This assignment extends sentiment analysis based on the research from “Text Mining with R - Chapter 2: Sentiment Analysis with Tidy Data”.
The assignment consists of two sections: 1. Reproduce the sentiment analysis on Jane Austen’s novel using the Bing, Afinn and nrc lexicons. 2. Perform a similar analysis based on the political news articles sourced from New York Times, using a numerical lexicon named syuzhet.
The goal of this assignment is to compare the categorical and numeric sentiment analysis; explore how sentiment the political news articles are; perform data extracting, tidying and visualizing skills.
The base code from Chapter 2 is cited from: > Silge, J. & Robinson, D. (2017). Text Mining with R: A Tidy Approach.

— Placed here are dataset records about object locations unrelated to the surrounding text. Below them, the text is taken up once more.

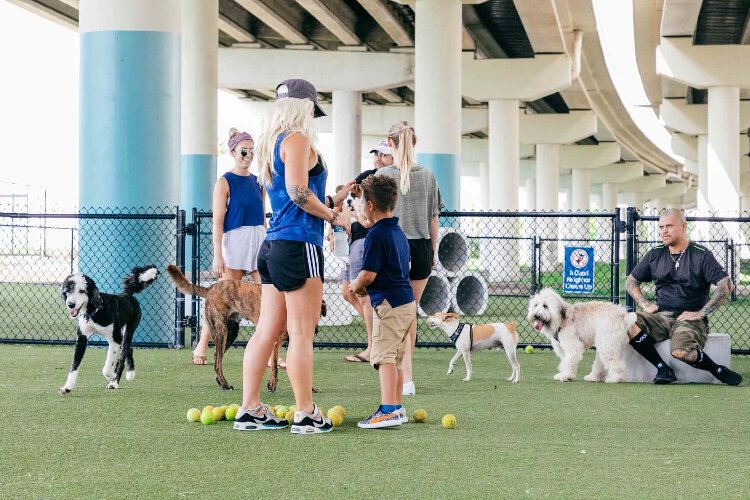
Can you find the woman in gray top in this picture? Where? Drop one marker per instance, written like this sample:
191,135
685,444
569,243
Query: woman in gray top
417,208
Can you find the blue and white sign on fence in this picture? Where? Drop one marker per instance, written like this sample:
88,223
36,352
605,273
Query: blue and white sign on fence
578,272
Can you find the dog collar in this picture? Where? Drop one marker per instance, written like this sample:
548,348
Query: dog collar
87,316
459,329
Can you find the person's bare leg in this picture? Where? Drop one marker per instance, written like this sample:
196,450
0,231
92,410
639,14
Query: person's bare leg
389,389
270,324
366,314
417,287
303,313
202,347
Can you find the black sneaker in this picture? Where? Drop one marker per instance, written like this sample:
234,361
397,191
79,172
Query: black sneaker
665,375
258,419
727,376
306,423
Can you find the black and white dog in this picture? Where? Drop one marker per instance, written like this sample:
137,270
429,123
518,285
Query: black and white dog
114,317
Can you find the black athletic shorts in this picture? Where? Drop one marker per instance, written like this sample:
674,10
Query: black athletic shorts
287,264
421,255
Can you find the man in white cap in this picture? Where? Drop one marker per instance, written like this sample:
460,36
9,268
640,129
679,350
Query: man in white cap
382,157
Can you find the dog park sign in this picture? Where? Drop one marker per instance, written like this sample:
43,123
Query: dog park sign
578,271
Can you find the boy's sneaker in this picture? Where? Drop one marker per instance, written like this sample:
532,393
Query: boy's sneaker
258,419
315,423
403,416
379,420
728,376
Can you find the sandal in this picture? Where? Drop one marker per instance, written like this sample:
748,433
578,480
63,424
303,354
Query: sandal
356,358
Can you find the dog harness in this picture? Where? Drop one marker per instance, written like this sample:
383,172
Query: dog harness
459,329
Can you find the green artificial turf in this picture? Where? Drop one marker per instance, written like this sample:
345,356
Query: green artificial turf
540,438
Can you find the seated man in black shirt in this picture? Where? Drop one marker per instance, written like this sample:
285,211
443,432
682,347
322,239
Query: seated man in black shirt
683,272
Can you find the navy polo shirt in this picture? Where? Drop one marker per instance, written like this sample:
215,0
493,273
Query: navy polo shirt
387,255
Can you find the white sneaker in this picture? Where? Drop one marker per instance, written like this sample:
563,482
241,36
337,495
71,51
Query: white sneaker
403,416
409,389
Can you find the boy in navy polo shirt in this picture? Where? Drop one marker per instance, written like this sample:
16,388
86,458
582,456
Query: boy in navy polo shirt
385,274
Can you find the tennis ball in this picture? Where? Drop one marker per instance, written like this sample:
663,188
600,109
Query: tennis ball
207,418
231,412
419,416
194,414
449,421
218,414
336,417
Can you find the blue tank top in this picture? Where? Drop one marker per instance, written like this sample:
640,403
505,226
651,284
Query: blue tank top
245,203
289,222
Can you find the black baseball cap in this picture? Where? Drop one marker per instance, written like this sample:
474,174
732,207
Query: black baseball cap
300,89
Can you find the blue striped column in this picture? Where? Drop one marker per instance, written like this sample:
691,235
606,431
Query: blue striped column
437,107
130,144
199,112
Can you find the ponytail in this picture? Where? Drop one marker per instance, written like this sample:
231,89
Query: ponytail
404,139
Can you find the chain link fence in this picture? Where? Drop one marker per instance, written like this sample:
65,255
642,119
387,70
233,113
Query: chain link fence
38,251
487,265
728,238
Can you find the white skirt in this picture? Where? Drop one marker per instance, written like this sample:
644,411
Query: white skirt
240,247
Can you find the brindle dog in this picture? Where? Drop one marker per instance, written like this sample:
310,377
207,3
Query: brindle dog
226,304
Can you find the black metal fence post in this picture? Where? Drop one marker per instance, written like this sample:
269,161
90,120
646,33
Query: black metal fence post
616,230
194,247
631,218
179,297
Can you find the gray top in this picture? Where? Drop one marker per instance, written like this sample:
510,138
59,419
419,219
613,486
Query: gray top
416,208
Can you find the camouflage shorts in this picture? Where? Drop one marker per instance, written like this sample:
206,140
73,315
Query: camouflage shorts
682,335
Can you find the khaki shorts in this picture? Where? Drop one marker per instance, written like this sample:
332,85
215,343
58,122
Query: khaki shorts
682,335
390,332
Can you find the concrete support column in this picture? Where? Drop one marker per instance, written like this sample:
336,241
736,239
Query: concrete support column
724,149
129,141
437,106
609,197
347,136
500,254
581,190
547,187
704,207
547,176
504,153
199,102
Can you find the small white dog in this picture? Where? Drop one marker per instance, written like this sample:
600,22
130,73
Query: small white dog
467,338
573,328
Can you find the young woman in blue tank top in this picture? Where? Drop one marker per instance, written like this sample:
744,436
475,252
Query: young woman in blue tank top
290,261
239,222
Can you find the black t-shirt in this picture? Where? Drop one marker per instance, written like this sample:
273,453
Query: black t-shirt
683,288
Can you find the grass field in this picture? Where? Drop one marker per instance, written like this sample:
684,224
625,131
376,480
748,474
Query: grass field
540,438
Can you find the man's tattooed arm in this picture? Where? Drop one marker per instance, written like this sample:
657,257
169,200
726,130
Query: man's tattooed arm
633,287
722,291
301,195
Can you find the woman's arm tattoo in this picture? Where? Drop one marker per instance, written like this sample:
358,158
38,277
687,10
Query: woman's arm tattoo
301,195
723,288
634,289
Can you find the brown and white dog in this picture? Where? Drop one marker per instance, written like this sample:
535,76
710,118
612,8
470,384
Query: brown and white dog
227,303
467,338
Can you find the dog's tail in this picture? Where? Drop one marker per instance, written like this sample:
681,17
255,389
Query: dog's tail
140,278
182,284
630,319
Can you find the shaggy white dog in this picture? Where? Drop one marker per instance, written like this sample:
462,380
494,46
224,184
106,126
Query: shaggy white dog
573,328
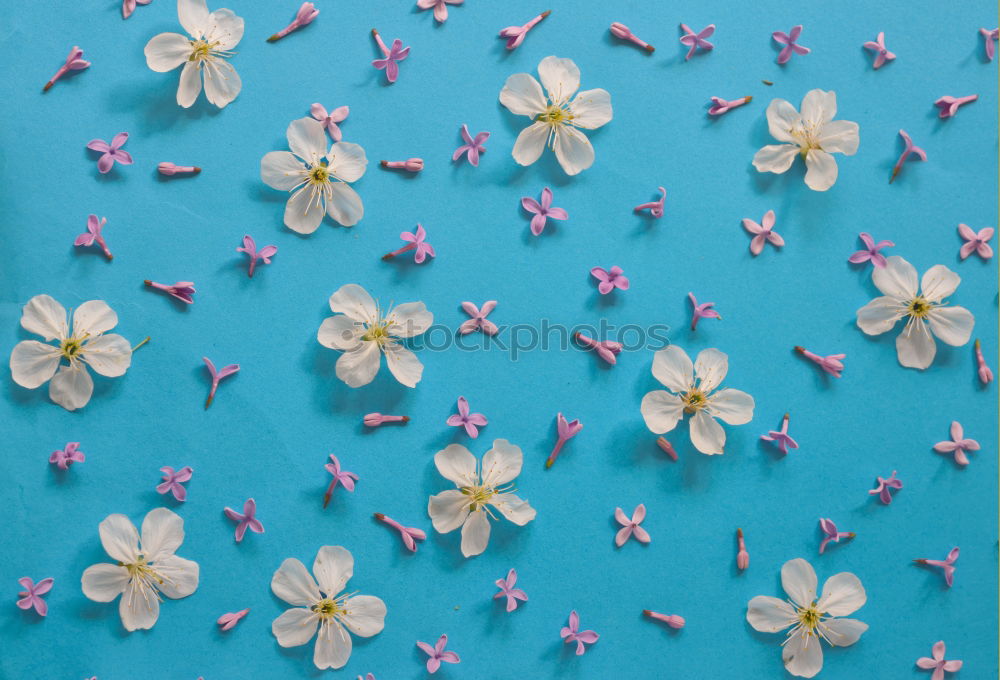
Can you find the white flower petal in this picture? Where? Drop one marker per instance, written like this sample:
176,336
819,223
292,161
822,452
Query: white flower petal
799,581
104,582
293,584
32,363
475,533
295,627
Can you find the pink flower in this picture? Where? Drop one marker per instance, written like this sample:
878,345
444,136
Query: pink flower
938,663
110,153
975,242
437,654
609,279
172,481
508,590
478,322
763,232
31,596
542,211
67,456
790,46
871,252
630,526
330,120
572,633
958,444
246,520
467,420
472,147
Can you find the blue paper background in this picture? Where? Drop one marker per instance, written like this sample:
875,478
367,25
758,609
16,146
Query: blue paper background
272,426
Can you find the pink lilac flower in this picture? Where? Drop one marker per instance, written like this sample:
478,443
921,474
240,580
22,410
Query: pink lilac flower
409,534
975,242
31,596
762,233
217,376
111,153
882,54
182,290
885,486
947,565
606,349
473,146
245,520
655,208
565,430
515,34
701,311
173,481
831,363
469,421
871,252
572,633
394,55
938,663
542,211
250,248
958,444
781,438
74,62
622,32
698,40
507,589
630,525
478,322
303,17
437,654
330,120
440,7
908,148
949,105
721,106
229,621
342,477
790,45
831,534
415,241
65,457
609,279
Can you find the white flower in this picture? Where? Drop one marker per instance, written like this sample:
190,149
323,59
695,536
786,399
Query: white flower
32,363
325,606
145,568
924,309
362,333
317,177
213,36
813,134
556,117
480,488
695,393
808,619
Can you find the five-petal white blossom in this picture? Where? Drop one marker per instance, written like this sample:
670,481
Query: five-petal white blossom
213,36
481,487
693,390
317,176
812,134
321,603
145,569
809,619
556,116
361,331
32,363
924,309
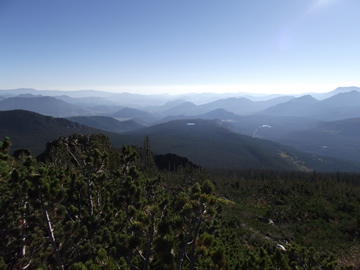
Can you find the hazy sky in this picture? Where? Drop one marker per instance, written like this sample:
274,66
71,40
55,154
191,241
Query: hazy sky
157,46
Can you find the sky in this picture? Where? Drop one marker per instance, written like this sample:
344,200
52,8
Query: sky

O’Reilly Media. >https://www.tidytextmining.com/sentiment.html
This section reproduces codes from Chapter 2 of “Text Mining with R: A Tidy Approach” (Silge & Robinson, 2017).
library(tidytext)
library(janeaustenr)
library(httr)
library(jsonlite)
library(tidyverse)
library(syuzhet)
# extracts novels, assigns line numbers
# divides into chapters
tidy_books <- austen_books() %>%
group_by(book) %>%
mutate(
line_number = row_number(),
chapter = cumsum(str_detect(
text, regex(
"^chapter[\\divxlc]", ignore_case=TRUE
)
))
) %>%
ungroup() %>%
unnest_tokens(word, text) # splits text into words
head(tidy_books)
## # A tibble: 6 × 4
## book line_number chapter word
## <fct> <int> <int> <chr>
## 1 Sense & Sensibility 1 0 sense
## 2 Sense & Sensibility 1 0 and
## 3 Sense & Sensibility 1 0 sensibility
## 4 Sense & Sensibility 3 0 by
## 5 Sense & Sensibility 3 0 jane
## 6 Sense & Sensibility 3 0 austen
# uses Bing here as an example to label positive or negative
bing <- get_sentiments("bing")
book_sentiment <- tidy_books %>%
inner_join(bing, by="word") %>%
count(book, index=line_number %/%80, sentiment) %>%
pivot_wider(
names_from = sentiment,
values_from = n,
values_fill = 0) %>%
mutate(sentiment=positive-negative)
head(book_sentiment)
## # A tibble: 6 × 5
## book index negative positive sentiment
## <fct> <dbl> <int> <int> <int>
## 1 Sense & Sensibility 0 16 32 16
## 2 Sense & Sensibility 1 19 53 34
## 3 Sense & Sensibility 2 12 31 19
## 4 Sense & Sensibility 3 15 31 16
## 5 Sense & Sensibility 4 16 34 18
## 6 Sense & Sensibility 5 16 51 35
Visualize Bing sentiments
ggplot(book_sentiment, aes(index, sentiment, fill=book))+
geom_col(show.legend = FALSE)+
facet_wrap(~book, scales="free_x")+
labs(x="Contribution to sentiment",
y=NULL)
This section imports political news from NYT Top Stories API; calculate numeric sentiment scores using syuzhet; visualize the sentiments of articles.
# conceal api key
api_key <- Sys.getenv("NYT_API_KEY")
# import political articles from top stories API
url <- paste0("https://api.nytimes.com/svc/topstories/v2/politics.json?api-key=", api_key)
res <- GET(url)
if (res$status_code != 200) {
warning("Request failed with status: ", res$status_code)
} else {
nyt_data <- fromJSON(content(res, "text"), flatten = TRUE)
}
data <- fromJSON(content(res,"text"), flatten = TRUE)
df <- data$results %>%
transmute(
title = title,
abstract = abstract,
section = section,
published_date = as.Date(published_date),
url = url,
text = paste(title, abstract, sep = ".")
)
Let’s move on to the sentiment analysis using syuzhet.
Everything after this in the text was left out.